Vietnam’s roads have turned deadly in recent days, with a series of tragic incidents underscoring the urgent need for better traffic safety measures. The latest horror unfolded Thursday in Hue, where a truck slammed into three electric bicycles close to a high school, killing a student and a woman on the spot. A third victim was hospitalized with serious injuries as investigators piece together the chain of events.
Shifting south, Dong Nai province awoke to tragedy when an early morning fire gutted an electronics store. The blaze, which started around 5 a.m., claimed the lives of a young mother and her toddler, their bodies found by firefighters battling the inferno sparked by combustible goods. One survivor was pulled from the wreckage and treated for burns.
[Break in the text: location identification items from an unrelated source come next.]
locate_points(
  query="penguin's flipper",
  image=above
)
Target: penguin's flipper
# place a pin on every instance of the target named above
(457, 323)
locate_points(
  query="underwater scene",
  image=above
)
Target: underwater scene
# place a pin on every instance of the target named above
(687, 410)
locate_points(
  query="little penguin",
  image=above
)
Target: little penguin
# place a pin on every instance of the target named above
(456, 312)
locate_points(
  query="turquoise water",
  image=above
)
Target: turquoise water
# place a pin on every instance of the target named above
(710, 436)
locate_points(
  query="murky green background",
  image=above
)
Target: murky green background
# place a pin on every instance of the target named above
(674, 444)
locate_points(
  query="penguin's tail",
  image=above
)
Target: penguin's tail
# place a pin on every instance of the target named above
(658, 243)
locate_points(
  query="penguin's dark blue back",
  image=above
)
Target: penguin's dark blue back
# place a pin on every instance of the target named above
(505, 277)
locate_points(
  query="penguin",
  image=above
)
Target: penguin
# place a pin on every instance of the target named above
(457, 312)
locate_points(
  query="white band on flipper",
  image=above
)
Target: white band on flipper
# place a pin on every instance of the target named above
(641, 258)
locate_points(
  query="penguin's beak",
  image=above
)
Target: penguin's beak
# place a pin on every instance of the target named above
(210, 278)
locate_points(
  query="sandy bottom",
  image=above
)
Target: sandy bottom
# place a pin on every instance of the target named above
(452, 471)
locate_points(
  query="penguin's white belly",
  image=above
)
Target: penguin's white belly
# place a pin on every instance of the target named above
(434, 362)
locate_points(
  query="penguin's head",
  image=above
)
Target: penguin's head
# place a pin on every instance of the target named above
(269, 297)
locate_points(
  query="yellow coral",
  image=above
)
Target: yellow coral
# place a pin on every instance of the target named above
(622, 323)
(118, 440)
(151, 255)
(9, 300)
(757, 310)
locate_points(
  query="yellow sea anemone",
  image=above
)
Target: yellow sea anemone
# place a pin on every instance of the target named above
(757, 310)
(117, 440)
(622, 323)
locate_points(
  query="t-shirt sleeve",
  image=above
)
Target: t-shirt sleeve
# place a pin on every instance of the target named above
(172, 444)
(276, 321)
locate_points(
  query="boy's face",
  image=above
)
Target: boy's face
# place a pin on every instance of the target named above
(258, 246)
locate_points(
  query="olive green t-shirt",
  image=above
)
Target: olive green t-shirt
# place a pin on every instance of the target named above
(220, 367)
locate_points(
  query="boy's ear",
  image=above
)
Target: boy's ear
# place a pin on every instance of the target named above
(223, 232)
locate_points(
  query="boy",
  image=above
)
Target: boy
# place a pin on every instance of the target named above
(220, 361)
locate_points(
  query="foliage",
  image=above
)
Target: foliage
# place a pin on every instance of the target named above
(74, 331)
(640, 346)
Rewinding to January 17, a bus carrying 18 people—including 14 passengers, two drivers, and two attendants—plunged into a roadside ditch in Son La after hitting a culvert. Four perished in the rollover amid heavy rain and fog that made roads treacherous. Toxicology tests on the driver came back negative, ruling out impairment.
The string of mishaps continued on January 14 on the busy Thang Hoa-Hanoi expressway. A collision involving two tractor-trailers and a minibus left four dead and six hurt, with twisted metal littering the scene. As Vietnam grapples with rising accident rates, experts call for stricter enforcement, improved vehicle standards, and awareness campaigns to stem the bloodshed.